Karawan zapominasz choćby o hakerach, którzy potrafią robić cuda w necie. Oczywiście, że jak napisałeś człowiek sprowadzony do poziomu małpy nie bedzie miał szans, ale zapomisz że wśród ludzi zawsze będą i małpy i geniusze. Ty podałeś tylko tą głupszą grupę, a jest i będzie tez ta druga, która choćby w podziemiu będzie starała się z władzą komputerów walczyć (jak to pokazano dośc durnie w kolejnych Teraminatorach.
Piszesz że mocarstwa wykorzystują wiedzę zdolnych ludzi. Zgoda, ale roboty tak skrótowo kiedy się rozwiną nie będą już potrzebowały naukowców bo po co?
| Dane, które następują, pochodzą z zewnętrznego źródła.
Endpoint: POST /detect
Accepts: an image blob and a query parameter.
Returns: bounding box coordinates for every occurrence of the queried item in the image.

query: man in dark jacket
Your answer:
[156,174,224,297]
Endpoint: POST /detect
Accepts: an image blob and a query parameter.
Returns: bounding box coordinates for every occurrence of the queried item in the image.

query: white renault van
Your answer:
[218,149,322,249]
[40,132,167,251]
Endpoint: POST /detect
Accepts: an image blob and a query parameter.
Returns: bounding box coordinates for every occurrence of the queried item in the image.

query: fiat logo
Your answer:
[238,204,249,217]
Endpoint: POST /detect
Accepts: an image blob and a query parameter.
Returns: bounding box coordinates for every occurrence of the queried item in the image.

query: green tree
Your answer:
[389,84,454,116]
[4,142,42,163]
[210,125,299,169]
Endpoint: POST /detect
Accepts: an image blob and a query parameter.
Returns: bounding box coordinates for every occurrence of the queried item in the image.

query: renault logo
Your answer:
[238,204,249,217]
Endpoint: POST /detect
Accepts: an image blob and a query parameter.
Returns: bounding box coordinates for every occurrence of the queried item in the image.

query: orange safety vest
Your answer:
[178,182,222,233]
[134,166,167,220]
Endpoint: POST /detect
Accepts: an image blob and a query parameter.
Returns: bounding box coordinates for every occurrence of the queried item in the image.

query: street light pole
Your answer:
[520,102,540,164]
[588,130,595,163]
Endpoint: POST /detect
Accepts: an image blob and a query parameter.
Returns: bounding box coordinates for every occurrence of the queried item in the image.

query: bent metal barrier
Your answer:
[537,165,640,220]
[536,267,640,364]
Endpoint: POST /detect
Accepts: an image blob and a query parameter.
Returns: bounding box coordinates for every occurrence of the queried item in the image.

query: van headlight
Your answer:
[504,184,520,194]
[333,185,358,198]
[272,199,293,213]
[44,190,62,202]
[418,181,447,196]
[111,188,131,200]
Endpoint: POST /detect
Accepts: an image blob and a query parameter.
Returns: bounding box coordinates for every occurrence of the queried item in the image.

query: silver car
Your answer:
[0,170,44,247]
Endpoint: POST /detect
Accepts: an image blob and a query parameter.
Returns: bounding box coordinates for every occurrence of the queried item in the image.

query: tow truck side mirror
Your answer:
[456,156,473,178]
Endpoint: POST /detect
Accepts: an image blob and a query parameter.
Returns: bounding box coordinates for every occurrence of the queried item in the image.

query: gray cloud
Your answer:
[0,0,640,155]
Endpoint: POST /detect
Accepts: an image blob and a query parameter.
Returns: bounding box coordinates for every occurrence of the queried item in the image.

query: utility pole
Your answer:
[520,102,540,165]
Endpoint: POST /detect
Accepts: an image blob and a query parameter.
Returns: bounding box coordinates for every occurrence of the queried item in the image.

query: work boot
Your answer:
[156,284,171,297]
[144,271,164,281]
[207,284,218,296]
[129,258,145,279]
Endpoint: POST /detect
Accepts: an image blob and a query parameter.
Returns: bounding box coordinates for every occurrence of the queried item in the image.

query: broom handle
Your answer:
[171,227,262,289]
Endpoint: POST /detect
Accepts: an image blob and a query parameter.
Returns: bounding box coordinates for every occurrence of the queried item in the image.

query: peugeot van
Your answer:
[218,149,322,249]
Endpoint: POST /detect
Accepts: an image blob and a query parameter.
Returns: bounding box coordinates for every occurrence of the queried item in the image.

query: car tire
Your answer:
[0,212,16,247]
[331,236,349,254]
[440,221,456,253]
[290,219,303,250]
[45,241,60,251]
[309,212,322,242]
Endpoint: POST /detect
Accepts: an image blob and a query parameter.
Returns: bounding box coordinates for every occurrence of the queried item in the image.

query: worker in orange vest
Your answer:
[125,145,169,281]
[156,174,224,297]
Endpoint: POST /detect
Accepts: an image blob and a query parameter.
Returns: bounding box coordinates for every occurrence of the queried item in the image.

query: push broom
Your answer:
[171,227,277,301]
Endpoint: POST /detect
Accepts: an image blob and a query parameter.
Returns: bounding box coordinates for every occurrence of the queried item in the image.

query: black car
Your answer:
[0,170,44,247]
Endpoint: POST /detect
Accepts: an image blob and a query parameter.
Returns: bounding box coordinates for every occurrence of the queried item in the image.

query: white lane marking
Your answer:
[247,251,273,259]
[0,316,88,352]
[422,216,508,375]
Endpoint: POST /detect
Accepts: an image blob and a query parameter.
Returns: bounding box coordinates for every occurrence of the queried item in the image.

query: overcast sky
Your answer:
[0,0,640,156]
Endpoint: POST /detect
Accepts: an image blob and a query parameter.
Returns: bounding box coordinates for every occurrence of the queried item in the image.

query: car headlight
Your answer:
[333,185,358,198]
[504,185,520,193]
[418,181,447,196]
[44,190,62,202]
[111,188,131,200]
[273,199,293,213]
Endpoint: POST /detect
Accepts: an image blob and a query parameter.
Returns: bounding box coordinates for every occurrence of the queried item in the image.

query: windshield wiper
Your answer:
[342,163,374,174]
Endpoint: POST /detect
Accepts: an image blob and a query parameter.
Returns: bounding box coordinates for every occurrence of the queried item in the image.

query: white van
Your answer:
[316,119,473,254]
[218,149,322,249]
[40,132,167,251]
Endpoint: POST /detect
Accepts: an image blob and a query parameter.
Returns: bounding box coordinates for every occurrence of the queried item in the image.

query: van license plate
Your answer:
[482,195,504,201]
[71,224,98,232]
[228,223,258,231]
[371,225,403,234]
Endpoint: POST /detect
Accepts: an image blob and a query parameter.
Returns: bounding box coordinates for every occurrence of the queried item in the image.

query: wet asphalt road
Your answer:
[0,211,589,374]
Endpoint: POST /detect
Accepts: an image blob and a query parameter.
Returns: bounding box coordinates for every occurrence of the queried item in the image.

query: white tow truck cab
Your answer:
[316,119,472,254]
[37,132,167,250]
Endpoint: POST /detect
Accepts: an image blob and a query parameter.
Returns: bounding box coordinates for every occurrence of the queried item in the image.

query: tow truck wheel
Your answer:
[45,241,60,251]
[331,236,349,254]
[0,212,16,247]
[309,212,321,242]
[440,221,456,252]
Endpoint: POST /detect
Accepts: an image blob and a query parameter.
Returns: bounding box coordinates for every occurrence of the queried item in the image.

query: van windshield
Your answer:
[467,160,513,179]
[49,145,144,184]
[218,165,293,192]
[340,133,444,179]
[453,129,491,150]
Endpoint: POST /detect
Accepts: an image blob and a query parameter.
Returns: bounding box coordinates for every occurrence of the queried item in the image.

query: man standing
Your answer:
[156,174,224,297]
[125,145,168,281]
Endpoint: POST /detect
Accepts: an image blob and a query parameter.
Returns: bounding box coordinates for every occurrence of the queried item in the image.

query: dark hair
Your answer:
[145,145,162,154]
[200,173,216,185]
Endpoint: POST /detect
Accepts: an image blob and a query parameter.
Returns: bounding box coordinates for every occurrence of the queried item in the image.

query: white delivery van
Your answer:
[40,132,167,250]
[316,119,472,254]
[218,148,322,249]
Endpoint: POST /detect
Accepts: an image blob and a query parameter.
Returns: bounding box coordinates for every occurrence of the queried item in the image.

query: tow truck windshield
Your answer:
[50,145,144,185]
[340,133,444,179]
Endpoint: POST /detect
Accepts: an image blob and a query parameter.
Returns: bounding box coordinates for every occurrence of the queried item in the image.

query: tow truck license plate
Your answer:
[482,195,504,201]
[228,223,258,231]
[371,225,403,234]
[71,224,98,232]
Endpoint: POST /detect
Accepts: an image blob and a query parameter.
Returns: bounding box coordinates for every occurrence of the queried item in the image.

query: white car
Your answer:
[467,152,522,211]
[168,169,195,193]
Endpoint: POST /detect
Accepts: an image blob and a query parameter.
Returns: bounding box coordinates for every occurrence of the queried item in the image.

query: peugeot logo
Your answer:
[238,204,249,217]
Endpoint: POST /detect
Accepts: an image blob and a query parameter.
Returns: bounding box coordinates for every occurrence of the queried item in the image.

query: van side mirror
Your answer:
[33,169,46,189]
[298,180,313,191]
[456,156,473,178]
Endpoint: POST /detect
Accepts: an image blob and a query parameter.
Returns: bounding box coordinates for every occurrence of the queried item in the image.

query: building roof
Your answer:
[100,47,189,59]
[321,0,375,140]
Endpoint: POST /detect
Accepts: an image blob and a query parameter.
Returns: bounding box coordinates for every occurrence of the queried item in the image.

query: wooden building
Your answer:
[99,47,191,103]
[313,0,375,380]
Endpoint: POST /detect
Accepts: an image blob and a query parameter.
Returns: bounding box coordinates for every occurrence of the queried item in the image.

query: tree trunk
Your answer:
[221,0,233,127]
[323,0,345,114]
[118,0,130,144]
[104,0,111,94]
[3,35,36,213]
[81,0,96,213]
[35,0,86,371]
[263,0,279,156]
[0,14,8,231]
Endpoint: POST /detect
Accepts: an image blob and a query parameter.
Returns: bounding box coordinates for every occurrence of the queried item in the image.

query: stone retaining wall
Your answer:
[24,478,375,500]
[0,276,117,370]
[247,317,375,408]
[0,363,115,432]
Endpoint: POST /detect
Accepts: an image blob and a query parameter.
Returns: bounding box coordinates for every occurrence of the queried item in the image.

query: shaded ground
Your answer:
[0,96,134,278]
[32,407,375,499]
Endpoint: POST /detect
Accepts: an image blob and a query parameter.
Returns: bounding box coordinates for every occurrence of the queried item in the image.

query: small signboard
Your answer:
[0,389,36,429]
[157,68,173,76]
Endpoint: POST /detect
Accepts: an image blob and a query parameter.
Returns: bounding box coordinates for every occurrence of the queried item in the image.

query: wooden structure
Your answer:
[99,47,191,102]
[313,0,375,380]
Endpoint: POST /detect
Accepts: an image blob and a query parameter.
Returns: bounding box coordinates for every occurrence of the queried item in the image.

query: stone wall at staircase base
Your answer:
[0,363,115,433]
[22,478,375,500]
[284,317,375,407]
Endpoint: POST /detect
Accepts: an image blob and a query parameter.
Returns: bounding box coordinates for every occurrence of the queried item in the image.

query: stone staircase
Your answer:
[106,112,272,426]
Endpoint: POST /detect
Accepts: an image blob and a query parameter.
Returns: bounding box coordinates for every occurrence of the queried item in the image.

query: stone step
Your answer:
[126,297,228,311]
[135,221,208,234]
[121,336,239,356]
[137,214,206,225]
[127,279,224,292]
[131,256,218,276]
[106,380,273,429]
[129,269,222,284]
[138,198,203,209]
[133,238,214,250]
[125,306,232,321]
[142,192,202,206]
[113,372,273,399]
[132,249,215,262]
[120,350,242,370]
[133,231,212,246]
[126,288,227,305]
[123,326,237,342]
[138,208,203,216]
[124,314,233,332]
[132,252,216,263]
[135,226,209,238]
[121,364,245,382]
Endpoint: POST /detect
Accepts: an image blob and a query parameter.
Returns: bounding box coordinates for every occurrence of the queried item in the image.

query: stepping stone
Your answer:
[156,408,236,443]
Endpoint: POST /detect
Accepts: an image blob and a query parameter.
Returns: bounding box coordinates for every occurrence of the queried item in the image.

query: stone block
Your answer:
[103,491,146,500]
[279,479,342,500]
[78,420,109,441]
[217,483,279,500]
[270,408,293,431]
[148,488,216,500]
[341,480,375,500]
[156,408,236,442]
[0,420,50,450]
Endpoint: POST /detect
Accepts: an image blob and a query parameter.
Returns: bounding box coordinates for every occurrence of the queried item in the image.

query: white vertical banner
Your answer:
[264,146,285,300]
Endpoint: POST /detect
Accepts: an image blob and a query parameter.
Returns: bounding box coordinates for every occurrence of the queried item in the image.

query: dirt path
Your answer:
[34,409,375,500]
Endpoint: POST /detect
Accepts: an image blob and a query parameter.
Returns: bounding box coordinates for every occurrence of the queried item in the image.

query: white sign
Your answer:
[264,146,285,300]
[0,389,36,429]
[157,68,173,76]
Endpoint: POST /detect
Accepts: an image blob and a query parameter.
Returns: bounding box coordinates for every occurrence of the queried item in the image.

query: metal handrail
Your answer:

Ludzie a przynajmniej ci którzy przeżyją zejdą do podziemia (coś ala Matrix).
Dlaczego przeczy?
Otóż dlatego że nigdy komputery nie stworzą nam idealnego świata. Dla nich idealnym światem będą ich własne rządy bez ludzi. Nas wytępią albo osadzą w rezerwatach (tak jak tzw. Amerykanie swoich tubylców czyli Indian). Dla mnie komputery to początek końca ludzkości (co też opisują np. futurolodzy). Jak napisała w Medalionach Zofia Nałkowska „Ludzie ludziom zgotowali ten los” - to, co prawda dotyczyło II wojny i obozów, ale tutaj także jak najbardziej pasuje.
Nie pisałem, że człowiek zostanie sprowadzony do poziomu małpy, bo to mało raczej prawdopodobne. Natomiast próbowałem ci przekazać jaką widzę już teraz różnicę między człowiekiem a komputerem. Jesteśmy słabsi i w szybkości i w ilości informacji, a informacja to wszystko to co potrzebne by żyć. Gdy pozwolimy komputerom na samoreplikację i damy podstawy pod to, co nazywamy inteligencją - umożliwimy powstanie nowego życia. Zakładasz błędnie, że człowiek ma cały czas rolę wiodącą, a otaczający go świat ma mu służyć. Tak nigdy nie było, nie jest i nie będzie. Zakładasz również błędnie, że komputery mają stworzyć nam idealny dla nas świat. To tak nie działało i nigdy nie będzie działać. Każde życie urządza sobie świat według własnych możliwości.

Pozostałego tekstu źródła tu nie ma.